Une fois arrivé le jour que l'abbé avait fixé, Brendan prit congé de lui. Un abbé conduit l'autre, et tous les moines à sa suite. Ils gagnent le large, poussés par un vent que Dieu leur envoie et qui les éloigne de l'île d'Ailbe. Ils cinglent très longtemps sans savoir de quel côté ils vont voir la terre. Le vent et les provisions leur font défaut; de plus en plus la faim les tenaille et la soif les brûle. La mer se fit toute calme, et par conséquent ils n'avancèrent qu'avec beaucoup de peine. L'eau s'épaissit tel un marécage. Certains des moines perdent l'espoir de s'en tirer sains et saufs.
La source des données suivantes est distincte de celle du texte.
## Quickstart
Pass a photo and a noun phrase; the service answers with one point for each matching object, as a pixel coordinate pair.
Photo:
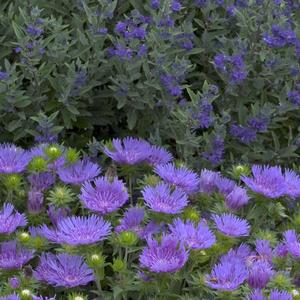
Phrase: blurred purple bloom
(292, 243)
(63, 270)
(181, 177)
(168, 256)
(14, 256)
(268, 181)
(193, 236)
(13, 159)
(105, 196)
(128, 151)
(10, 219)
(77, 230)
(57, 214)
(79, 172)
(161, 198)
(237, 198)
(231, 225)
(41, 181)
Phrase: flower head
(165, 257)
(181, 177)
(63, 270)
(193, 236)
(105, 197)
(129, 151)
(161, 198)
(267, 181)
(13, 159)
(78, 230)
(13, 256)
(79, 172)
(10, 220)
(231, 225)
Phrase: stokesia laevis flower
(129, 151)
(10, 220)
(77, 230)
(105, 196)
(13, 159)
(267, 181)
(168, 256)
(228, 274)
(181, 177)
(79, 172)
(14, 256)
(292, 243)
(161, 198)
(231, 225)
(237, 198)
(63, 270)
(193, 236)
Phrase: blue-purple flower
(63, 270)
(79, 172)
(231, 225)
(104, 196)
(161, 198)
(268, 181)
(181, 177)
(78, 230)
(128, 151)
(166, 257)
(192, 235)
(13, 159)
(14, 256)
(10, 220)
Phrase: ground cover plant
(134, 223)
(195, 75)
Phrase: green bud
(38, 164)
(127, 238)
(72, 155)
(12, 181)
(118, 265)
(192, 214)
(26, 294)
(53, 152)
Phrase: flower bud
(127, 238)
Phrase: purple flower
(207, 181)
(292, 183)
(228, 275)
(128, 151)
(181, 177)
(79, 172)
(237, 198)
(10, 220)
(132, 220)
(260, 273)
(158, 155)
(168, 256)
(292, 243)
(13, 256)
(35, 201)
(41, 181)
(105, 196)
(231, 225)
(161, 198)
(280, 295)
(78, 230)
(63, 270)
(267, 181)
(13, 159)
(193, 236)
(57, 214)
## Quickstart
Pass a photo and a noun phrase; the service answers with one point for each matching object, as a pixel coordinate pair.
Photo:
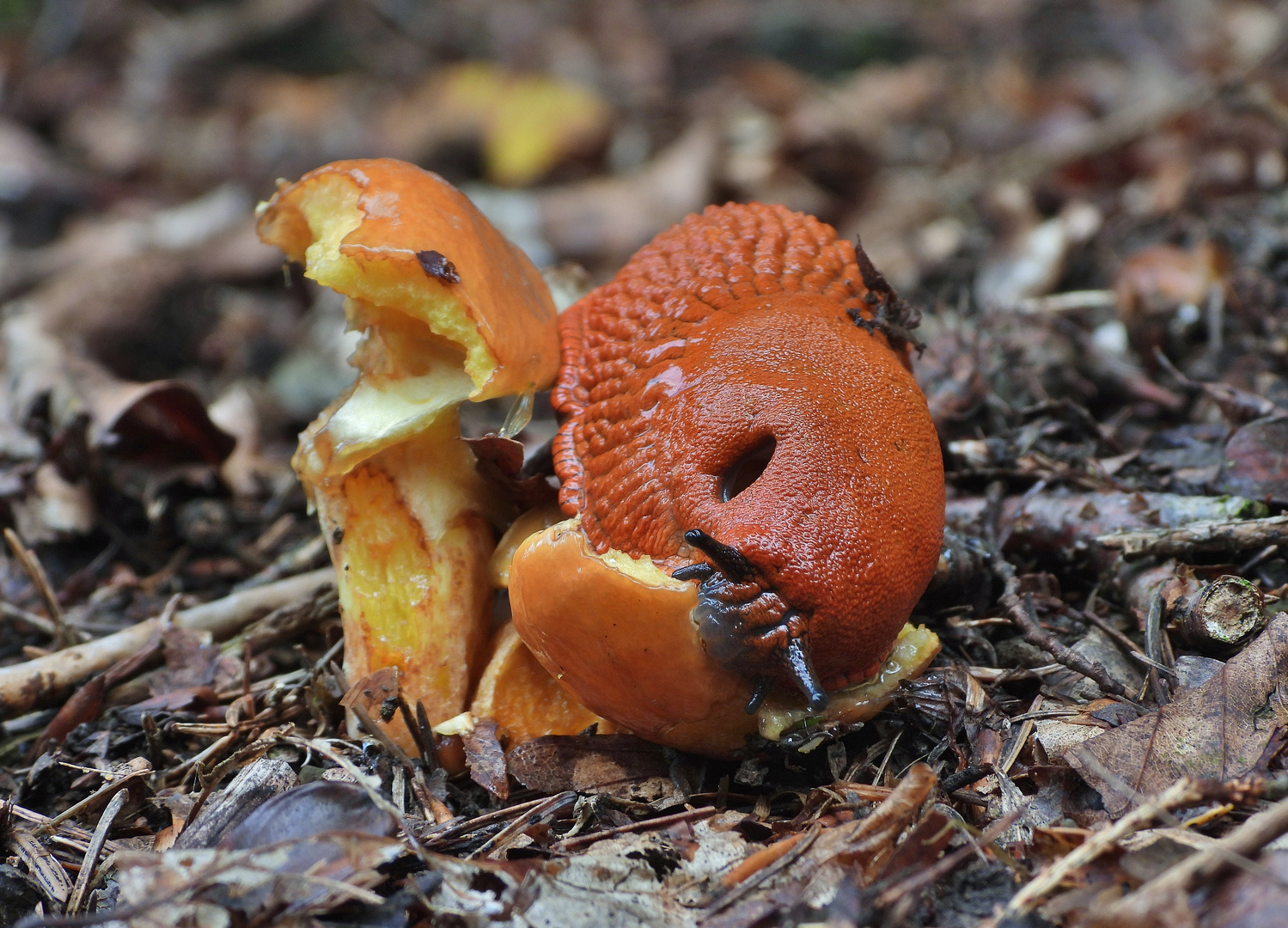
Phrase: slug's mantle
(738, 407)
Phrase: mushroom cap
(367, 229)
(620, 634)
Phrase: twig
(41, 681)
(36, 621)
(40, 580)
(546, 809)
(95, 848)
(949, 863)
(1025, 619)
(1181, 793)
(647, 825)
(1153, 902)
(1199, 538)
(792, 855)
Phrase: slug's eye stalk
(729, 626)
(802, 670)
(730, 561)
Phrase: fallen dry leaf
(588, 763)
(485, 760)
(1218, 731)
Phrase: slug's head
(808, 486)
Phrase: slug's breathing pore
(740, 407)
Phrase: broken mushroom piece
(630, 650)
(449, 311)
(524, 700)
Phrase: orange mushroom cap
(737, 412)
(412, 242)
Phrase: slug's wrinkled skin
(745, 335)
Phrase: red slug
(738, 406)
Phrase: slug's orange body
(737, 412)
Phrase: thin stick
(95, 848)
(1181, 793)
(947, 863)
(1020, 611)
(1151, 901)
(43, 681)
(40, 580)
(647, 825)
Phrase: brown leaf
(588, 763)
(1249, 900)
(1216, 731)
(372, 691)
(1256, 461)
(485, 760)
(82, 706)
(192, 660)
(307, 812)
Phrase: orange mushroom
(449, 311)
(756, 481)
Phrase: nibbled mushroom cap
(727, 330)
(620, 636)
(366, 245)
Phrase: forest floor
(1089, 205)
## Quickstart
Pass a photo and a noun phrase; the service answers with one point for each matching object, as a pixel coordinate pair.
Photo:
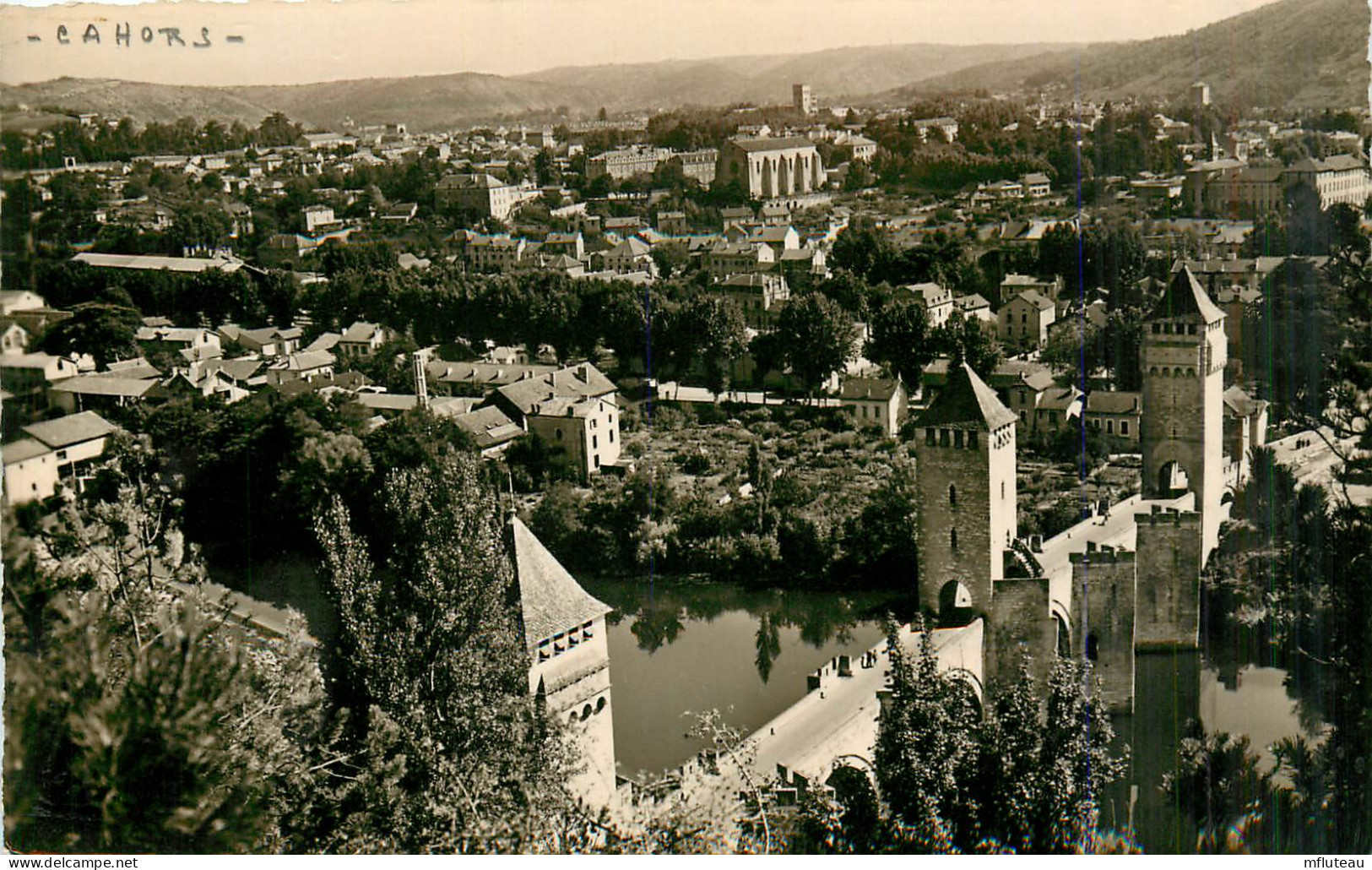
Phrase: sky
(324, 40)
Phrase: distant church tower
(965, 453)
(1185, 351)
(564, 636)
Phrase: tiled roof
(1185, 296)
(1242, 404)
(550, 599)
(773, 144)
(106, 384)
(70, 430)
(574, 382)
(360, 331)
(1060, 398)
(1112, 402)
(22, 449)
(966, 402)
(878, 389)
(1035, 298)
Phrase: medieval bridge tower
(1185, 351)
(965, 450)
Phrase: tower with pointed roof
(965, 452)
(568, 659)
(1181, 428)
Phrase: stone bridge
(836, 723)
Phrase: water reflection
(684, 648)
(681, 648)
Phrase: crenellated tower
(1185, 351)
(965, 450)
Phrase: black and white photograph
(686, 427)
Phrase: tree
(924, 742)
(138, 720)
(105, 331)
(720, 338)
(863, 248)
(135, 742)
(431, 644)
(1016, 780)
(966, 340)
(816, 335)
(900, 340)
(671, 258)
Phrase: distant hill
(1293, 52)
(428, 102)
(834, 76)
(423, 102)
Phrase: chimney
(420, 380)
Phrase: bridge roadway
(838, 718)
(1117, 527)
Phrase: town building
(876, 401)
(1025, 320)
(1185, 353)
(770, 168)
(947, 128)
(1245, 430)
(1339, 179)
(698, 165)
(626, 162)
(965, 449)
(479, 193)
(1057, 409)
(1114, 413)
(361, 340)
(568, 659)
(54, 452)
(933, 298)
(1016, 285)
(574, 411)
(759, 296)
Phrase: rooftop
(1185, 298)
(966, 402)
(70, 430)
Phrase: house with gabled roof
(563, 628)
(54, 452)
(1114, 413)
(876, 401)
(574, 411)
(1025, 320)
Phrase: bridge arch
(954, 604)
(1062, 623)
(1172, 479)
(854, 782)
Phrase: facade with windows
(564, 637)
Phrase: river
(676, 650)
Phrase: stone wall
(1020, 623)
(1169, 553)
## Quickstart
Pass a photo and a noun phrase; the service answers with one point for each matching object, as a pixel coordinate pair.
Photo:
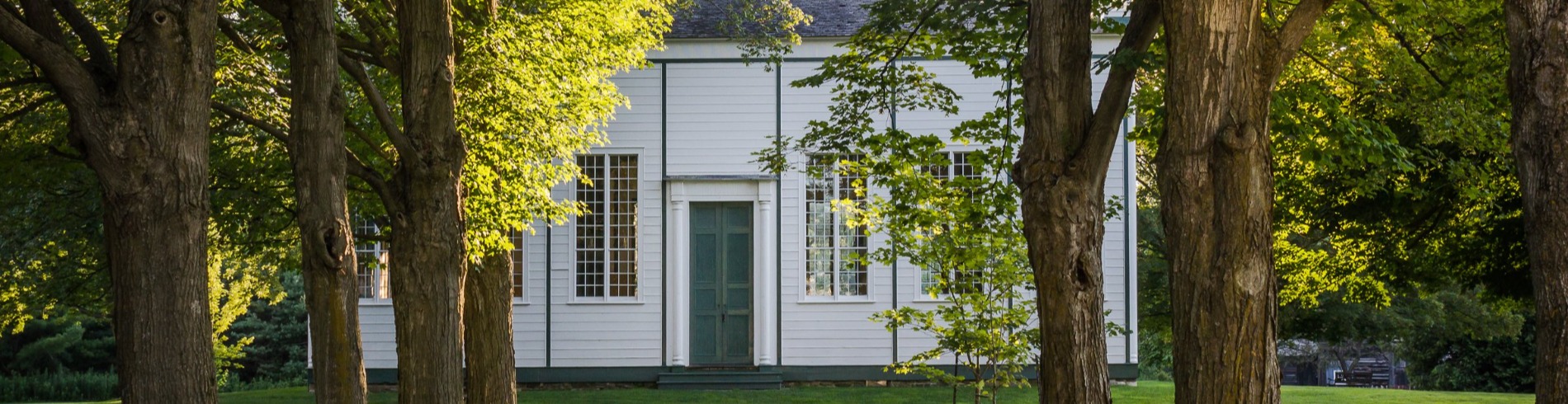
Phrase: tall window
(517, 264)
(607, 233)
(956, 280)
(372, 262)
(834, 249)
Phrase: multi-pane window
(517, 264)
(956, 280)
(834, 249)
(372, 261)
(607, 233)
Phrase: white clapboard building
(697, 259)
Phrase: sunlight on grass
(1146, 392)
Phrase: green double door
(721, 284)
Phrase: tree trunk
(141, 124)
(428, 252)
(1217, 181)
(1062, 176)
(486, 332)
(1538, 88)
(320, 167)
(153, 168)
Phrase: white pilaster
(767, 325)
(678, 270)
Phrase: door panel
(721, 284)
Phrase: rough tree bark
(1538, 88)
(486, 332)
(320, 165)
(1062, 176)
(1217, 181)
(428, 254)
(140, 118)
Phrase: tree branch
(226, 27)
(376, 104)
(41, 17)
(364, 137)
(99, 55)
(376, 182)
(280, 134)
(1101, 139)
(69, 78)
(22, 82)
(1292, 33)
(1404, 43)
(26, 108)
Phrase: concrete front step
(721, 379)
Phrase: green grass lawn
(1146, 392)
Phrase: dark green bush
(59, 388)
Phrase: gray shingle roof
(830, 17)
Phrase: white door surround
(756, 190)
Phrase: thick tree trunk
(1538, 88)
(486, 332)
(1062, 176)
(1216, 176)
(153, 167)
(143, 129)
(428, 252)
(320, 167)
(1064, 204)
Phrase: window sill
(927, 299)
(846, 301)
(606, 303)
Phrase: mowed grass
(1146, 392)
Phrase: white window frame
(519, 266)
(919, 280)
(380, 289)
(637, 242)
(838, 259)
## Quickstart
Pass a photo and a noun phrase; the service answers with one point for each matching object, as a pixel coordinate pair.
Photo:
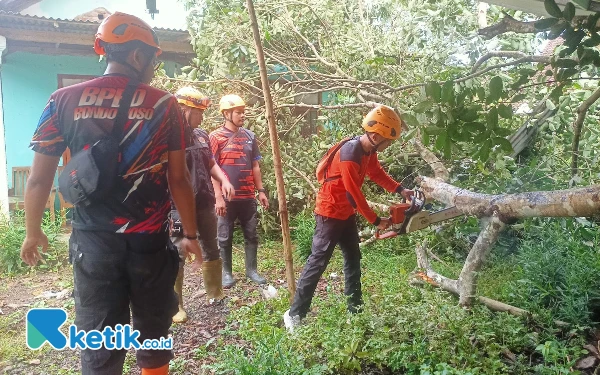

Un vent puissant envoyé par Dieu vient à leur aide : ils aperçoivent la terre et le rivage, et les moines affamés comprennent que Dieu les a destinés à accoster ici [carte-5]. Ils trouvent un endroit à débarquer comme s'il leur avait été fixé d'avance. Une rivière à l'eau claire les approvisionne en poissons, dont ils pêchent plus d'une centaine. Les herbes qui poussent dans la terre marécageuse en bordure de l'eau peuvent également leur être utiles. L'abbé leur dit : « Évitez de boire sans modération. » Sans écouter les préceptes de l'abbé, les moines burent à leur soif; en cachette ils en absorbèrent tant qu'ils méritèrent d'être traités d'insensés, car le sommeil les gagna, et ils s'étendirent sur le sol. Ayant trop bu, ils restèrent couchés face contre terre, les uns pendant toute la journée, les autres deux jours ou même trois jours de suite. En voyant ses moines tout hébétés, Brendan se mit à prier pour eux. Dès qu'ils reprirent connaissance, ils se rendirent tous compte de leur conduite insensée. L'abbé leur dit : « Partons vite d'ici, de peur que vous ne manquiez à votre devoir à  nouveau. Mieux vaut souffrir la faim honorablement que d'oublier Dieu et les prières qui lui sont dues. »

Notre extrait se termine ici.